Cyber Incident Victim: Brown University
Date:
Mar 2021
Location:
United States of America
Summary
A cyberattack targeted Brown University's Windows-based systems, prompting the institution to disconnect its central data center and disable affected services. Critical resources like Banner, VPN, and certain websites became temporarily unavailable, while other platforms including Canvas, Workday, and Zoom remained operational. The IT team responded by securing digital assets, initiating an investigation, and gradually restoring access to core services such as the main website and library domain. Malware was suspected as staff directed employees to verify device cleanliness, with ongoing efforts focused on safely reinstating remaining offline systems.

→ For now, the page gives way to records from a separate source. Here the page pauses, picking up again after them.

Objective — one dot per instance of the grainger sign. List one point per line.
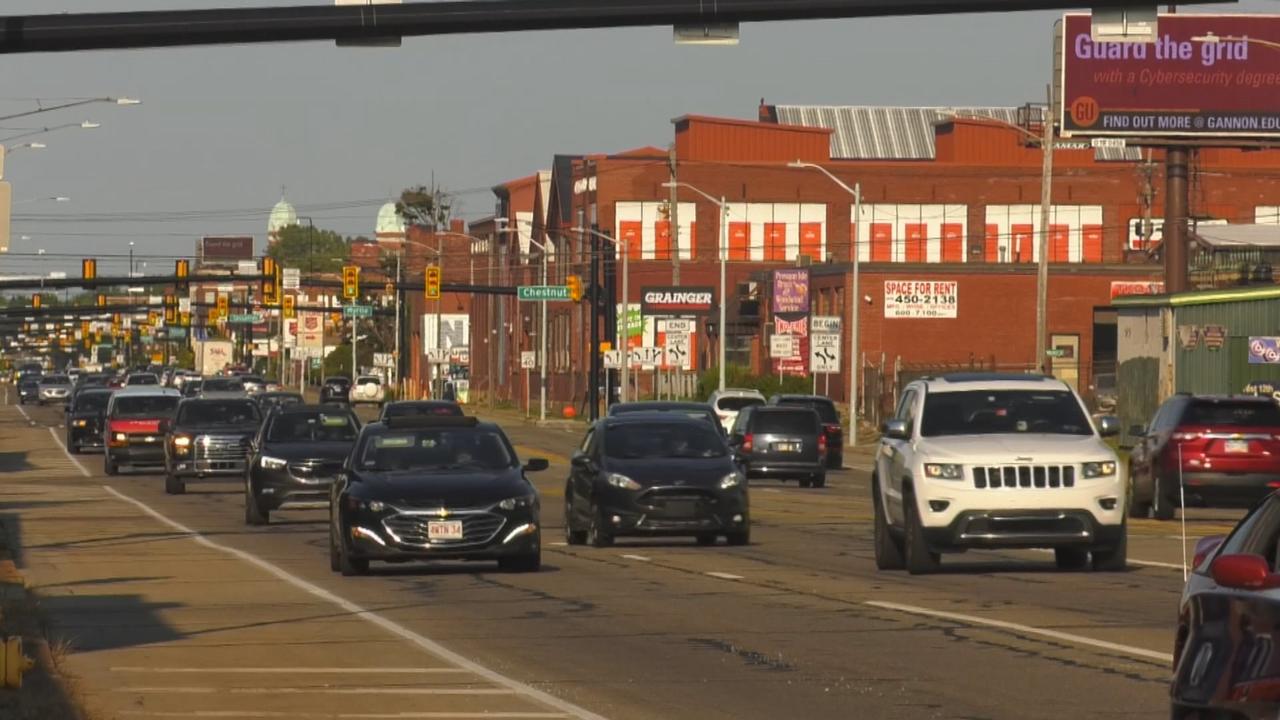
(1206, 76)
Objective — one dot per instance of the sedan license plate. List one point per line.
(444, 529)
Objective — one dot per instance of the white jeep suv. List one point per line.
(996, 461)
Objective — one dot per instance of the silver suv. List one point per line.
(996, 461)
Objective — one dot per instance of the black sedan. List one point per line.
(298, 452)
(86, 418)
(434, 488)
(1229, 624)
(654, 474)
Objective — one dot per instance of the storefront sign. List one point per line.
(922, 299)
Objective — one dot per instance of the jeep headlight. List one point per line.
(1098, 469)
(944, 472)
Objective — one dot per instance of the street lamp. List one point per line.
(624, 331)
(855, 296)
(723, 254)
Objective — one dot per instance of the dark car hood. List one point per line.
(693, 472)
(437, 490)
(309, 450)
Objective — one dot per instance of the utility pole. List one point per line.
(1042, 267)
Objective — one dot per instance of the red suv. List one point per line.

| CIA Posture | Motives | Tactics, Techniques & Procedures |
|---|---|---|
| Available to members | 1 motive | 1 technique |
| Threat Actors | Type | Location |
|---|---|---|
| 0 actors | Available to members | Available to members |
Description
On March 30, 2021, Brown University experienced a cyberattack that disrupted its network operations, prompting immediate containment measures. The university’s Computing & Information Services team detected anomalous activity focused on Windows-based devices and responded by severing connections to the central data center and disabling systems within it to prevent further spread. This action rendered several critical services temporarily inaccessible, including the Banner administrative system, VPN access, RemoteApps, and portions of the Brown.edu website infrastructure. CIO Bill Thirsk communicated the outage to the university community on the day of the incident, advising faculty and staff to use non-Windows devices such as smartphones, tablets, or computers running alternative operating systems until the situation was resolved. The university’s internal investigation, launched concurrently with the containment efforts, sought to identify compromised systems and assess the attack’s scope.
By April 2, restoration efforts had partially succeeded, with core services including most www.brown.edu websites, library.Brown.edu resources, and listserv email distribution systems returning to operation. Systems unaffected throughout the incident included Banner Self Service, Canvas, Workday, Zoom, and Google applications. The university’s official statement confirmed the incident involved a "security incident impacting system availability" and emphasized the prioritization of secure restoration over expediency. IT staff methodically evaluated Windows machines for "known-clean" status—a process requiring employees to consult IT support personnel—indicating potential malware involvement, though no specific threat type was disclosed. Ongoing work focused on reestablishing network connectivity and reactivating remaining offline systems while maintaining safeguards against residual threats. The investigation remained active with commitments to provide further community updates as developments warranted.